The global theme and challenge that I chose to focus on is natural resources and sustainability. Although I was unable to directly learn about sustainability from my university, I used every day as a new chance to learn from other students and the community. A few things stood out to me about Barcelona and other Spanish cities green initiatives. First was their waste collection system. Largely different from the United States, every street is lined with giant recycling bins that are color coordinated with what their specific purpose is. Yellow for cans and cartons, blue for paper and cardboard, green for glass, brown for organic waste, and gray for other (non garbage) waste. Garbage and recycling is a community effort rather than individual, which I believe is a considerable step in the right direction for fighting against climate change and conserving our fragile world. This system is also a great example of the rich community lifestyle that many cities in Europe possess.

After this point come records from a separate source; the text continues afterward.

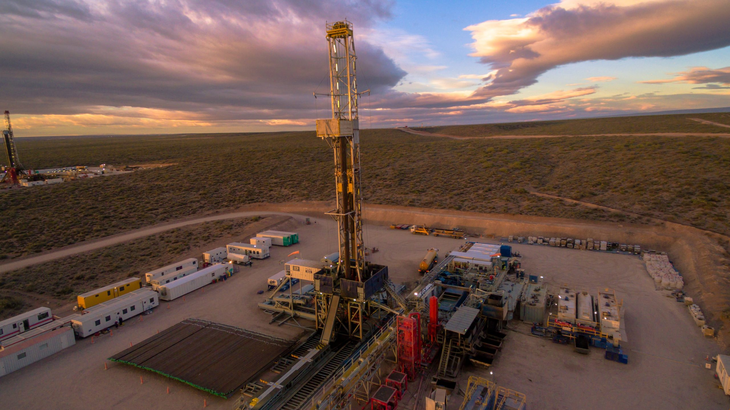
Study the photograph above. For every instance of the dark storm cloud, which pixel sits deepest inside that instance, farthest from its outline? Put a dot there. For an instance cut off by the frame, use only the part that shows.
(223, 59)
(523, 49)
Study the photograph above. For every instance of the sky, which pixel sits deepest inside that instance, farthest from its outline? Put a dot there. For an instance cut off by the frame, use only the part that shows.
(92, 67)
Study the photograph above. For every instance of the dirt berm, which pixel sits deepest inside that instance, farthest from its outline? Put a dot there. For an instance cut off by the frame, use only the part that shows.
(696, 254)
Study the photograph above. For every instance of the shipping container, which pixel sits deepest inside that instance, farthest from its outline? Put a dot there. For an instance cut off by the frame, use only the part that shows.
(107, 293)
(114, 312)
(276, 280)
(566, 305)
(165, 279)
(254, 251)
(260, 241)
(217, 255)
(171, 268)
(195, 281)
(24, 322)
(303, 269)
(280, 238)
(37, 348)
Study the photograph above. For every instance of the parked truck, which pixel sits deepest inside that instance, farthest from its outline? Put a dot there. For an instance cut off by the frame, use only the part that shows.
(428, 261)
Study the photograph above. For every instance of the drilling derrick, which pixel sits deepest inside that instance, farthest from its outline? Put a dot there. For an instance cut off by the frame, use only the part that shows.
(14, 167)
(342, 134)
(343, 301)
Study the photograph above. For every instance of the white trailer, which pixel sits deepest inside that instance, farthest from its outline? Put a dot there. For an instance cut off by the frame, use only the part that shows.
(303, 269)
(254, 251)
(276, 280)
(216, 255)
(24, 322)
(165, 279)
(37, 348)
(171, 268)
(197, 280)
(261, 241)
(114, 312)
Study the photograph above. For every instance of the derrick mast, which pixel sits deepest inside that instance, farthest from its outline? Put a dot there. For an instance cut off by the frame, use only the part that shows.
(342, 134)
(14, 167)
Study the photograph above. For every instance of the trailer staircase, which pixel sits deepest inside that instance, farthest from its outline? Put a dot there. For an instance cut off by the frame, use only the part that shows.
(327, 368)
(329, 326)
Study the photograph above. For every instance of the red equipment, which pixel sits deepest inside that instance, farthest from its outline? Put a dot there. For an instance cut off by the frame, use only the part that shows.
(433, 318)
(409, 344)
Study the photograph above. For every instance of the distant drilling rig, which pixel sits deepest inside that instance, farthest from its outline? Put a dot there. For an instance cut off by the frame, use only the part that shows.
(14, 166)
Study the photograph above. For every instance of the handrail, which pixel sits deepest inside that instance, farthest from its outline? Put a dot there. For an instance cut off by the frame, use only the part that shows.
(319, 394)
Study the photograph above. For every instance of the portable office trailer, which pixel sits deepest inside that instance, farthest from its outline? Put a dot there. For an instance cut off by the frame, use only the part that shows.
(108, 293)
(303, 269)
(331, 259)
(260, 241)
(165, 279)
(195, 281)
(280, 238)
(608, 311)
(24, 322)
(217, 255)
(37, 348)
(723, 361)
(254, 251)
(275, 280)
(115, 311)
(171, 268)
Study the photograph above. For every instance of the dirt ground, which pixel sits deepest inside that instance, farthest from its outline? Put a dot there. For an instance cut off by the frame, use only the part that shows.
(666, 350)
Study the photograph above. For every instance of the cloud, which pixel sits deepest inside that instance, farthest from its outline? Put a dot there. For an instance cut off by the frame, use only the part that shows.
(600, 79)
(214, 60)
(698, 75)
(522, 49)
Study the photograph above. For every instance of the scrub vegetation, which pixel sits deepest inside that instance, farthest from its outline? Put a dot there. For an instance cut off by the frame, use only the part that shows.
(684, 180)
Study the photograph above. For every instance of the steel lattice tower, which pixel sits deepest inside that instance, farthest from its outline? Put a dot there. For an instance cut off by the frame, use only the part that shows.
(342, 134)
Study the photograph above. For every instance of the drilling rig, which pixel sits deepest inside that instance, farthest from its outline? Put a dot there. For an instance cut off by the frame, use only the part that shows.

While attending Universitat Autònoma de Barcelona, I was able to take an extensive marketing class which will help enhance my communication and pitching skills; something that is sometimes overlooked yet crucial to any job or project. I also took a Spanish taxation class, which, I know, sounds extremely boring, but it ended up becoming my favorite class to attend in Spain. The professor related every concept and idea back to the European Union and the United States. I now have an intermediate understanding of how the US relates trades and interacts with Europe. I have dreams to work in Spain (or anywhere in Europe, really) in business and environmental conservation and this framework of information will be more than beneficial in what I eventually pursue.
I feel much more prepared to fulfill a leadership role now and in the future because of the multitude of knowledge I absorbed in this foreign environment. I cannot thank the GLI and the Franke family, fellow students, and my professors both here and abroad enough for shaping me into the confident and dream driven person I feel I am today.